Russland mit der Ukraine verwechselt?

Im Spiegel ist ein Artikel des Moskauer Büros erschienen, der die Wahrheiten mal wieder auf den Kopf stellt. Demnach würden in Russland junge Männer gejagt, um sie zwangsweise an die Front zu verfrachten. Verwechselt der Spiegel Russland und die Ukraine?
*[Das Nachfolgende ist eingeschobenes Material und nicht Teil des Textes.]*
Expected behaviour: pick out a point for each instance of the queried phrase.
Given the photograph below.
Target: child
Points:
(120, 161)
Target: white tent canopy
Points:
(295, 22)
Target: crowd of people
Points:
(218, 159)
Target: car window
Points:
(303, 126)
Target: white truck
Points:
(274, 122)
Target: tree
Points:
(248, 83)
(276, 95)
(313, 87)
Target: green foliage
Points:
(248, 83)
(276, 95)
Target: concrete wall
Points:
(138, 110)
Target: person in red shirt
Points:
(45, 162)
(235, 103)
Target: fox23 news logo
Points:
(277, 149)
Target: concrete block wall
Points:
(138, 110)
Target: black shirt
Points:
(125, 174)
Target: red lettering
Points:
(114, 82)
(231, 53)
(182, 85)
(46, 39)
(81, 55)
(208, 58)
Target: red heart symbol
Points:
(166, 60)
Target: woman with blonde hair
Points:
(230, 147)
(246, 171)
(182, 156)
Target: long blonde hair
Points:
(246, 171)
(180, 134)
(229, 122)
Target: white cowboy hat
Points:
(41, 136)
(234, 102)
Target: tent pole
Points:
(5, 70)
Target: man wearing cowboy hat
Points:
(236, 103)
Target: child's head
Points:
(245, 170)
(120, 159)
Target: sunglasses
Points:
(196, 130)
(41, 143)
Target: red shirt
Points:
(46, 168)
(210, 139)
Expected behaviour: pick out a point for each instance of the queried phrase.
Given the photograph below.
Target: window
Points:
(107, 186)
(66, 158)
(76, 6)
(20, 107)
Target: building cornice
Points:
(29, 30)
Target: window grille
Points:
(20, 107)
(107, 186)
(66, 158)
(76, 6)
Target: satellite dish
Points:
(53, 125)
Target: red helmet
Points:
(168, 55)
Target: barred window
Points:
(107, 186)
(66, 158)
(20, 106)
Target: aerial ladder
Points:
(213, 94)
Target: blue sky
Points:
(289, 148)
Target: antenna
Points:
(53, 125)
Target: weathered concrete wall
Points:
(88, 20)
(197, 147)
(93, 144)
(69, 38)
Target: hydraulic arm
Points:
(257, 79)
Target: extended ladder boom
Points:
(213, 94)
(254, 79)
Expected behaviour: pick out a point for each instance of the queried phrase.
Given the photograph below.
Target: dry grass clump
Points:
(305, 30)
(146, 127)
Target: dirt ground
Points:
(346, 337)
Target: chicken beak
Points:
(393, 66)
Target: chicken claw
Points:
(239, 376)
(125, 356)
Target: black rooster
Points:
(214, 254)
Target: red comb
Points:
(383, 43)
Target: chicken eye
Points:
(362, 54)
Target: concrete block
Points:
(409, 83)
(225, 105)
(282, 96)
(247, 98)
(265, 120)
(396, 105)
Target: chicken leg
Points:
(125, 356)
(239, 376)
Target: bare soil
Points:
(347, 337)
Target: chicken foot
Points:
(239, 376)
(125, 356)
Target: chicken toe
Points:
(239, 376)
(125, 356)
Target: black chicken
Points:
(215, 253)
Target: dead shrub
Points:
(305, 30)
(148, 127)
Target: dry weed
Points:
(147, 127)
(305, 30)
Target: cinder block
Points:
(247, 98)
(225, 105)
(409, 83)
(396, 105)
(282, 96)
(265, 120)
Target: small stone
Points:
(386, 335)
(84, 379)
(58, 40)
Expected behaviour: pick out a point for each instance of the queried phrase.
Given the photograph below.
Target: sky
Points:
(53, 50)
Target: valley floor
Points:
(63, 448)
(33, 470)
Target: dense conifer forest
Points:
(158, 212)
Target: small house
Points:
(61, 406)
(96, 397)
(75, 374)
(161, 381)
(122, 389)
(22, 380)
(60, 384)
von Anti-Spiegel (d.i. Thomas Röper)

Erstveröffentlichung am 29.12.2024 auf anti-spiegel.ru

Ich bin von Christina Hebel, der Lügenbaronin des Spiegel, einiges gewöhnt, aber ihr aktueller Artikel über Wehrpflichtige in Russland, erweckt den Eindruck, dass sie Russland mit der Ukraine verwechselt. Dass Frau Hebel in ihren Artikeln sogar so dreist lügt, dass der Spiegel sie hinterher heimlich ändern muss, ist nicht neu. Dass Frau Hebel anti-russisch ist, ist ebenfalls nicht neu. Aber der Spiegel-Artikel von Frau Hebel mit der Überschrift „Wehrdienst in Russland – »Wir finden dich, Verweigerer«“ ist ein bemerkenswertes Stück Desinformation aus dem Handbuch der westlichen Propaganda, weshalb sich ein näherer Blick auf den Artikel lohnt, um die Mittel der Propaganda zu verstehen.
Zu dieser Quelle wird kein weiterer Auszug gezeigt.